The next step in Crafting Your Team Culture is not very glamorous. T0 be honest, it’s one that coaches devote little time to. Yet, if ignored, this area will generate more frustration and dissent than any other on our list. We call it R4:


With regard to staffing, the one constant is change. Success leads to new professional opportunities and poor performance results in associated replacements. But in addition to the regular “churn”, team staffs are constantly in flux as new positions are added and amended.

For example, consider the two teams who played in last year’s College Football Playoff National Championship. According to the most recent NCAA financial information, Alabama spent $837,000 for its football support staff in 2005–2006. By 2013–2014, that sum had grown to $2.7 million. That’s a 220% increase in only 8 years. Similarly, in one decade Clemson increased the size of its football support staff, growing its associated spending from $480,000 to $2.5 million. That’s a 420% increase.

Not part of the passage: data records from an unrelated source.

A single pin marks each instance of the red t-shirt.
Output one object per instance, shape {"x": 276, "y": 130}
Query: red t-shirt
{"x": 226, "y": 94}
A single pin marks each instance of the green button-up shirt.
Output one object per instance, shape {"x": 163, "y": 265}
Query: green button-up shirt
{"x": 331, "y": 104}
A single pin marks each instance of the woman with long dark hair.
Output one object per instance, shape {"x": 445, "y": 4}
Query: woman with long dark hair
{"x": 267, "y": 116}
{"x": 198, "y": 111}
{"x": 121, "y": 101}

To be clear, salary growth is not the pertinent issue here. Rather, it is the growing and evolving nature of athletic staffs, to include assistants, graduate assistants, quality control personnel, strength coaches, sports scientists, trainers, and more. Make no mistake, in the absence of clear roles and responsibilities, ambitious, driven team members will “jump in” and get busy. But, are they “doing” the right work?

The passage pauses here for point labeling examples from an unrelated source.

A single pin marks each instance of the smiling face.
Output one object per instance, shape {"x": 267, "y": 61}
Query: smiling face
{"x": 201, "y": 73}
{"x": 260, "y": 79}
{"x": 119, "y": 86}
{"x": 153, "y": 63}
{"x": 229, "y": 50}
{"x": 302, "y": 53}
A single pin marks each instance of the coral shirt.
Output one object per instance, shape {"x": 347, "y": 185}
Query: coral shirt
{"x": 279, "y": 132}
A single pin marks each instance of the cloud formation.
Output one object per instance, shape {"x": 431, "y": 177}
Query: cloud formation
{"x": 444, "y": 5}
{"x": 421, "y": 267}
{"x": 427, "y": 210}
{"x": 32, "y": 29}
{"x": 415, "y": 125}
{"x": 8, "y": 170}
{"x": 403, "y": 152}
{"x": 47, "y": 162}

“Collaboration improves when the roles of individual team members are clearly defined and well understood — in fact, when individuals feel their role is bounded in ways that allow them to do a significant portion of their work independently. Without such clarity, team members are likely to waste energy negotiating roles or protecting turf, rather than focusing on the task.”
— Tammy Erickson, Harvard Business Review

Coaching leaders prepare clear and succinct ROLES and RESPONSIBILITIES for every person in the organization to ensure each person has a clear understanding of how he or she will contribute to your overall success. Don’t make this harder than it needs to be. For example, a head basketball coach recently identified the following roles for one of his primary assistants:

  • Position Coach, Point Guards
  • Primary Recruiter, Central District
  • Academic Coordinator
  • Community Service Coordinator

After documenting one’s primary roles, use simple bullet statements to draft specific responsibilities for each role. As head coach, draft for your direct reports, while ensuring they do the same for the staff members they lead. Another technique is to have your direct reports write down their perceived roles and responsibilities and then schedule a meeting to sit down and review together. Use the time to validate, edit as necessary, and ensure you leave the meeting aligned.

Clear identification of roles and responsibilities helps filter the conjecture and noise from the outside, while keeping what is most important to you front and center.

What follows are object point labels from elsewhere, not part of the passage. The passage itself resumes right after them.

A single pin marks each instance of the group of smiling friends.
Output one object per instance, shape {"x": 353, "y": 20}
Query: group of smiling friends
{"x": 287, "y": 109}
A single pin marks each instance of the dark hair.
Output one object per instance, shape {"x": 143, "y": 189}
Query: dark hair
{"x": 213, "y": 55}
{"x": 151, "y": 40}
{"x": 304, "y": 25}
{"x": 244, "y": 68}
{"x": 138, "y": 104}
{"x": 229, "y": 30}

People like predictability. They like to have routine meetings at the same time during the day or week. They like to exchange routine information in standardized ways. They like to know their expectations for where and when they need to be for certain activities.

Every good organization has certain regular patterns. Staff meetings are at 9:00am on Tuesdays. Quick huddles may occur every morning at the beginning of the day. Position meetings occur at 3pm. Team practice begins at 4pm. Subordinates submit standard reports every Friday on the week’s activities. Football teams establish standard practice schedules the week before games.

Daily and weekly ROUTINES are designed to add predictability and structure to an organization’s regular operations. Meetings might be weekly or bi-weekly…and cover things from game preparation to recruiting to player academics to game film reviews. You know the meetings a staff needs to have. You know the team activities to be accomplished. Be proactive and intentional…don’t waste your people’s time…and avoid unplanned, reactionary meetings for routine events and actions.

Your established ROUTINE is a deliberate cycle of player, staff, and team activities intended to synchronize current and future operations. It provides the framework in which we fit everything else we must do. While teams’ routines may differ greatly, their importance is something we all share. People throughout the entire organization know their expectations for presence, participation, and information.

Roles, responsibilities, and routines won’t ever get much publicity. They aren’t something you’ll talk about at press conferences or reporters will write about in flashy articles — but each is an essential component of crafting your team culture.